The situation in Africa and Asia was no different. And, because of our policies of deinstitutionalization, we have gone back to those days. On any given day in the United States, Canada and many other industrialized nations, there are tens of thousands or more people with untreated schizophrenia living in shelters, parks, under bridges, in jail and on the streets. They are without medication and are sick and delusional. There are even thousands living in the tunnels under New York City and Grand Central Station.

Whitaker also claims that antipsychotic medication causes brain damage and is responsible for many of the symptoms attributed to schizophrenia. He cites the Vermont Outcomes Study which followed 168 patients for 20 years. Many in that study were able to go off medications but the average age of the patients in that study was 61. It is a well known fact, says Torrey, that as people with schizophrenia age, the need for medication declines. Another feature of the study was that the clinician personally followed up with his patients for years. The lesson, Torrey says, is that continuity of care and of a caregiver, is necessary for positive outcomes. Patients did well because they were older and they received continual care from one provider.

A recent review of the medical literature on the question of medications causing changes in brain structure stated:

"The findings that antipsychotic drugs produce structural brain changes should not be a surprise. Schizophrenia and bipolar disorder are known to produce structural brain changes as part of the disease process, so it is reasonable to expect drugs that are effective in treating these diseases to do likewise. Some opponents of the use of antipsychotic medication misunderstand such research, arguing that brain changes prove that antipsychotic drugs are dangerous and should not be used. On the contrary, this research is very important and may eventually lead to better and more effective medications."

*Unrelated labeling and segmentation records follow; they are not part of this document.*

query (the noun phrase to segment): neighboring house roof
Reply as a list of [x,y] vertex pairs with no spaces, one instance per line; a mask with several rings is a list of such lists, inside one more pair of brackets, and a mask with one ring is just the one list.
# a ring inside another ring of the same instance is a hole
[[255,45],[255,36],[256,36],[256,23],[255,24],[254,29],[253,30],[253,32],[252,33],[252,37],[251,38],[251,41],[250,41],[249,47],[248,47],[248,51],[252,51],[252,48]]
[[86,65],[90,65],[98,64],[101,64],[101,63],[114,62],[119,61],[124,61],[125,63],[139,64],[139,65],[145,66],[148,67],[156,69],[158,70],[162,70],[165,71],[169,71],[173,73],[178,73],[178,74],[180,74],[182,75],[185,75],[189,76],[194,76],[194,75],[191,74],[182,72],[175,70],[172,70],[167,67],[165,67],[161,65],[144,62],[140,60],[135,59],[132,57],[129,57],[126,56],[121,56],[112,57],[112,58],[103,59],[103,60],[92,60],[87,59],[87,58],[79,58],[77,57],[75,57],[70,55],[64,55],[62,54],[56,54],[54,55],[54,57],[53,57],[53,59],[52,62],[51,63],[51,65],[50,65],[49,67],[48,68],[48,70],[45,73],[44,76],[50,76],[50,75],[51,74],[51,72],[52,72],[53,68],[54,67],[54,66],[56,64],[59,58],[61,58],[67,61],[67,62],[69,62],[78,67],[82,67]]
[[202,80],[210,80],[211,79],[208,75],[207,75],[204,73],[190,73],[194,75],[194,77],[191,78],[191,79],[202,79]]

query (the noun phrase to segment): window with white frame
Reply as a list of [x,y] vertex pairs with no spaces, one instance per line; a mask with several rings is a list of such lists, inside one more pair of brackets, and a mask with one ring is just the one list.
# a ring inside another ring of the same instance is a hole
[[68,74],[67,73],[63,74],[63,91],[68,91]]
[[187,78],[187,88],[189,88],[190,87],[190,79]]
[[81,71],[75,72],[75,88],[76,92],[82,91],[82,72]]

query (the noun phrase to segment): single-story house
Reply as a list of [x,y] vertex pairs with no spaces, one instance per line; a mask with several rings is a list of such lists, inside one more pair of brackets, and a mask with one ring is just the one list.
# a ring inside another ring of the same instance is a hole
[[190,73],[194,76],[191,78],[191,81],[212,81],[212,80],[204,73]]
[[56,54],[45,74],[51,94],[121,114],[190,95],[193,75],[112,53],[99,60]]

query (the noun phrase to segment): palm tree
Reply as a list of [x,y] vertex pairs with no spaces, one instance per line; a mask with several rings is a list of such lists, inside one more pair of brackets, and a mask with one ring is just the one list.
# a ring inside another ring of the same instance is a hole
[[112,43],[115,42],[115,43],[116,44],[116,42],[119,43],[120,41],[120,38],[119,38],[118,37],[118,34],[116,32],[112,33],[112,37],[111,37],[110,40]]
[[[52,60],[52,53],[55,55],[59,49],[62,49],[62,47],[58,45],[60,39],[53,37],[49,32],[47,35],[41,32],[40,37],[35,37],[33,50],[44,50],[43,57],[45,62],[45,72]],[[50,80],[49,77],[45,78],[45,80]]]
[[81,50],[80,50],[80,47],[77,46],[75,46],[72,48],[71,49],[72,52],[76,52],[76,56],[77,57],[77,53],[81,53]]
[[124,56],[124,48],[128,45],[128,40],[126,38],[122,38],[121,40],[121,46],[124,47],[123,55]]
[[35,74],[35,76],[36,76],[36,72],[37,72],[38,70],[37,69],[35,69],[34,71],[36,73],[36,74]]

Whitaker goes so far as to hypothesize (p. 214) that antipsychotic medication might even cause cancer. But, a recent study suggests that an antipsychotic appears to have an unusual property -- it can neutralize some cancer stem cells that allow tumours to come back after treatment. Further, it is known that people with schizophrenia have a reduced incidence of cancer despite a cancer-inducing lifestyle like increased percentages who smoke. So much for Whitaker's belief!

Another study that Whitaker cites was done by a Finnish psychoanalyst and began in 1969. The analyst used a combination of psychoanalysis and group family therapy. Whitaker claims that schizophrenia has now disappeared from this northern region of Finland. But, as Torrey points out, there are almost no publications describing the results of this study and it has never been replicated. Replicating studies is a foundation of scientific research.

A very recent study done by the prestigious medical journal, The Lancet, just concluded that after 50 years of antipsychotic medication use, the benefit of these drugs has been proven.

And, all of us with a relative with schizophrenia can attest to this fact. We have all seen the transformation when the right medication at the right dose is prescribed. It is a miracle and a vast improvement on the treatments used from the Stone Age and on!